September 12, 2011

Why Sports Matter, and Why They Don’t

Print More

As the NFL kicked off this weekend and MLB continued winding down its regular season, the leagues were inevitably drawn into the national remembrance of the 10th anniversary of the 9/11 terrorist attacks. This relationship begs the question of what the place of organized professional sports is in the context of such events. Some say sports helps to heal, while others say they serve no purpose whatsoever. Some say they provide an escape, while others say that they provide a sense of normalcy.

For some, sports may provide healing in the same way that other ritualized behaviors such as praying together in church would. Others might look at sports as a meaningless pursuit amid the absurdity of the moment. From a fan’s perspective, it is easy to see how sports can provide healing, as was the case for many New Yorkers who attended those 2001 World Series games in Yankee Stadium. For a player, it is understandable that Pat Tillman would have questioned playing football as opposed to serving in the military given the circumstances.

It is easy to enter the fantastical world of sports fandom where you make yourself ignorant of the outside world for a few hours at a time. It is undeniably a thrilling experience to become so engrossed in your team when they provide you with moments of exuberance and games that you will never forget, and it is even better when you are in the stadium and able to share this experience with thousands more. For a few hours this is the only world you know — you have triumphed over your opponent — even better if it is your rival. Not only can you revel in victory for victory’s sake, but also because ultimately that win had the added bonus of inflicting a painful loss on your opponent. There are no real casualties involved. And when you lose, well there is always the next game, and at worse there is always next year.

The usual playing of sports can provide a sense of normalcy. After 9/11 the NFL and MLB put their seasons on hold for at least a week, in essence capturing the gravity of the events that had just unfolded. And the return of players to the diamond and the gridiron was symptomatic of a return to normalcy. It can be argued that as much as sports seem to provide an escape from “real” life, sports are inevitably a part of “real” life. They are a significant social institution of this country. This is why the leagues were put on hold for a period of time. This is why the happenings in these leagues were colored by what had recently happened just outside the world that these leagues inhabit. The heroics of the Yankees in the World Series became a metaphor for the American spirit. The Patriots temporarily became America’s team in the Super Bowl.

Unfortunately, this relationship with the world outside these leagues does not solely shape the narrative in a positive way. It also allows for somber reminders to infiltrate this world. Anniversaries such as this weekend’s are opportunities to unfurl the American flag across the field, sing heartening renditions of the “Star Spangled Banner” and wear patriotic tributes on uniforms. In some stadiums, they have not stopped singing “God Bless America” during games, and in most others it is sung more often than it was before. And as is the case when entering other public places, enhanced security measures such as bag checks and pat-downs are required before gaining admission in the sports world.

So the games go on, providing healing for some and meaning nothing for others, while providing an escape and a sign of a return to normalcy — perhaps even serving as the means of pleasant escape in the midst of the drudgery of life for some.

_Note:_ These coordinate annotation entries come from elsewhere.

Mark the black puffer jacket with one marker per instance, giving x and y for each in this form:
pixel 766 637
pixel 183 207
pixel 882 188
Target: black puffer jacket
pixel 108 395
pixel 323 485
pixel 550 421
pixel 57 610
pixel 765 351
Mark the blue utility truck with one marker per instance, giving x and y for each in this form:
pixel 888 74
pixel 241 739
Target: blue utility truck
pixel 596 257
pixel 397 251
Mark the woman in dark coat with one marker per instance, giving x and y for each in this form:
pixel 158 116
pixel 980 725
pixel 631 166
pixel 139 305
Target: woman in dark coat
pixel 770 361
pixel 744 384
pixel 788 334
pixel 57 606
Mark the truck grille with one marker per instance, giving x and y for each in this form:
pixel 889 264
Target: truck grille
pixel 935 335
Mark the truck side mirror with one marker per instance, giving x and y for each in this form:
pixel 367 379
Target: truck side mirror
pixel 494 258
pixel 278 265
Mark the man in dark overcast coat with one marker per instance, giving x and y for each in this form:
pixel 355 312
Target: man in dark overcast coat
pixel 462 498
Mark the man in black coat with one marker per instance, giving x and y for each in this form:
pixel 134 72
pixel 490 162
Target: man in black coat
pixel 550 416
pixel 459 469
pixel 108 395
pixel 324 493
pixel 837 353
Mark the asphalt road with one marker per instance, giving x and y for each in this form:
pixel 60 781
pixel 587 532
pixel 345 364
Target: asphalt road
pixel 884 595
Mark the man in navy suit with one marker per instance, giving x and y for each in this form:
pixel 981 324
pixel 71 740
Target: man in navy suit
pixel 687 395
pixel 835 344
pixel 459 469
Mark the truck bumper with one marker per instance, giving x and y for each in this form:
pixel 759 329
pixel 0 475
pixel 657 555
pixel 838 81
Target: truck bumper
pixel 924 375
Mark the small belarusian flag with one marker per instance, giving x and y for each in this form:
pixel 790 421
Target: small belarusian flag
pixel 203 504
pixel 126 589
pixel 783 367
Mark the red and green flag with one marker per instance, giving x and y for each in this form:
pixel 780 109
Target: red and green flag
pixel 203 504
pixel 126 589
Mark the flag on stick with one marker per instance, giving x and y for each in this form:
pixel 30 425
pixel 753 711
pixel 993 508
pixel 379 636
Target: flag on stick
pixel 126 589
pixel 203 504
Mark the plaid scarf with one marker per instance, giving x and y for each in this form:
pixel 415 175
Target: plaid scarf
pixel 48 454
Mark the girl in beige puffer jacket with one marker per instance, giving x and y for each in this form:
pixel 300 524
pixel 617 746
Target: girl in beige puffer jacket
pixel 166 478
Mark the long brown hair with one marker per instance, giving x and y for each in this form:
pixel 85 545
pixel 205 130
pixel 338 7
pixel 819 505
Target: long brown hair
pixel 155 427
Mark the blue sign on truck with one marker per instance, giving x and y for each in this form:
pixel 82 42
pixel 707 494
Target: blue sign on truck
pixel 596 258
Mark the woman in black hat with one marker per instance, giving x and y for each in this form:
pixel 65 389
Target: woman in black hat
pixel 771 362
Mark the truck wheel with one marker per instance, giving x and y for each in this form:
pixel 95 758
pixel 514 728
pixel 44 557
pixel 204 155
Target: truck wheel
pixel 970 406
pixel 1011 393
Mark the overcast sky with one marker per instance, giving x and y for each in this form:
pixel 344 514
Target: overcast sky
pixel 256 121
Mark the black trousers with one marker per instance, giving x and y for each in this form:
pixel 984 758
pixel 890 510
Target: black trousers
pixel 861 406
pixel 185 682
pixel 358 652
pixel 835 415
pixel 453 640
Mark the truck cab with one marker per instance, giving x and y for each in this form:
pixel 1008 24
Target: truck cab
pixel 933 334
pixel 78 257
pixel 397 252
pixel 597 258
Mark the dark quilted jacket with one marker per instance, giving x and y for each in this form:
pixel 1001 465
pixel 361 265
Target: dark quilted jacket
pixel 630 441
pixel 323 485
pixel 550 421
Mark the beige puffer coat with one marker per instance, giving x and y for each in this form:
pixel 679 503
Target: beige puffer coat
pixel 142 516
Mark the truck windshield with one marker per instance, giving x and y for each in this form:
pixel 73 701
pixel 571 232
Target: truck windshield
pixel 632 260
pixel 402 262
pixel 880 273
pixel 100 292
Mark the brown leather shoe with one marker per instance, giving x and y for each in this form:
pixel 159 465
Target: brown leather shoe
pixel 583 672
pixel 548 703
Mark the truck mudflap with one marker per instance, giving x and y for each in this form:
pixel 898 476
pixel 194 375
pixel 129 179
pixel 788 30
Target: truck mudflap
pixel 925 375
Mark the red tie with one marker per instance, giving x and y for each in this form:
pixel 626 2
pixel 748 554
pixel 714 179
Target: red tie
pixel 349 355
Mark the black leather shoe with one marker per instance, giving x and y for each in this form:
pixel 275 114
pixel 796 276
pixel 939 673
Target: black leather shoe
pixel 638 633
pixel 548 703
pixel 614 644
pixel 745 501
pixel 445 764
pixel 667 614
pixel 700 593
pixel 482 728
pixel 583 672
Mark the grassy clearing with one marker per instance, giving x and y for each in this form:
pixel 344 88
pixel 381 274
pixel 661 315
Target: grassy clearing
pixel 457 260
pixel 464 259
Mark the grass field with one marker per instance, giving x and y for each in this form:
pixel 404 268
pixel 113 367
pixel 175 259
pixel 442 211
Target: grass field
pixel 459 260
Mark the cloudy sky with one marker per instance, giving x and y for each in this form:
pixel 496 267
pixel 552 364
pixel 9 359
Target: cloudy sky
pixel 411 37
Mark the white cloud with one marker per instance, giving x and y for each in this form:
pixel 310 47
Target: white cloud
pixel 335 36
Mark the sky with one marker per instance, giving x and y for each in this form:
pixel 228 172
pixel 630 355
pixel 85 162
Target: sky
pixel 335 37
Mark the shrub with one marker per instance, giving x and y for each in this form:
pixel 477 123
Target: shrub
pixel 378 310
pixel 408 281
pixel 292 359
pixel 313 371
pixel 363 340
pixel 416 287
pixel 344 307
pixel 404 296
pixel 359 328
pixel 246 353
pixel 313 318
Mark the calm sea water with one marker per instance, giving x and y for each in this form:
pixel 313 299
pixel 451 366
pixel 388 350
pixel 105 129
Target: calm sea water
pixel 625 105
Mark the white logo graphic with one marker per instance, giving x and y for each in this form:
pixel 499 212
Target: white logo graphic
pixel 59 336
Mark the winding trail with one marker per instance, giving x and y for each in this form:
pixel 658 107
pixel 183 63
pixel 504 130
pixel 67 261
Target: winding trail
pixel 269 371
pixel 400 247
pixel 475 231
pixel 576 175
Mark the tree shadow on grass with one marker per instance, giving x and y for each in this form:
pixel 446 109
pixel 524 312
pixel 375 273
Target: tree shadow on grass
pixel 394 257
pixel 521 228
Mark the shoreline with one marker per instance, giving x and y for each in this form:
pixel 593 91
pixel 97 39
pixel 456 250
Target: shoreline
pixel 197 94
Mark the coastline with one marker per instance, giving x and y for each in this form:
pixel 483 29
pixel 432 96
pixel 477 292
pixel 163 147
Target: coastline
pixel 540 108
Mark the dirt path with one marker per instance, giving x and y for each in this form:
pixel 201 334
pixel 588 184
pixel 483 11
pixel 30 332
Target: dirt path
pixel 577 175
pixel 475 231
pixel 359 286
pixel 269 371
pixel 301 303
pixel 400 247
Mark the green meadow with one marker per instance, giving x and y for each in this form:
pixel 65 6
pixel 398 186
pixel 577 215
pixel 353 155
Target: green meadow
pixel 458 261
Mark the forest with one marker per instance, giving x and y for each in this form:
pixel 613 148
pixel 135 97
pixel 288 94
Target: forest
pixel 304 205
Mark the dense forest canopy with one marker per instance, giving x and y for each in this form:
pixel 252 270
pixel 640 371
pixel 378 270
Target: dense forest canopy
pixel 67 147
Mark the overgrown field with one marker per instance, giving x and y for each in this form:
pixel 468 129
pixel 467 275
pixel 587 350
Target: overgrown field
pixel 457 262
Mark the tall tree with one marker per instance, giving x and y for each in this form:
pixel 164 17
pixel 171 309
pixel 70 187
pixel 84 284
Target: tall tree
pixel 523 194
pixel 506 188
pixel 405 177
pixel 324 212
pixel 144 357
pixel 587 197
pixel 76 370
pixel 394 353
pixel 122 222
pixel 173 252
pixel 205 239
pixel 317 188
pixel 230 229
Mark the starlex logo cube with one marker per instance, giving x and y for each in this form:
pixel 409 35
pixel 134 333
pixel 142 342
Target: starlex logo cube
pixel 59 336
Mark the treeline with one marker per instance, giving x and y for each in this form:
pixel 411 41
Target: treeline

And the games probably mean a multitude of things to other people. Sports matter and they don’t matter. Sports can be a world apart and they can be a world all too closely linked to the events happening outside the walls of their stadiums.

If there is a unifying feature of the place of sports amid all these interpretations it is that they are part of the conversation of what should matter. They allow us to reflect on what matters to us. Even when it seems as though sports matter very little, they at least serve to put things in perspective. For a time it seemed as though sports did not matter —could not matter — but then they came back and it was as though they could matter — should matter. And so the conversation continued, and will continue.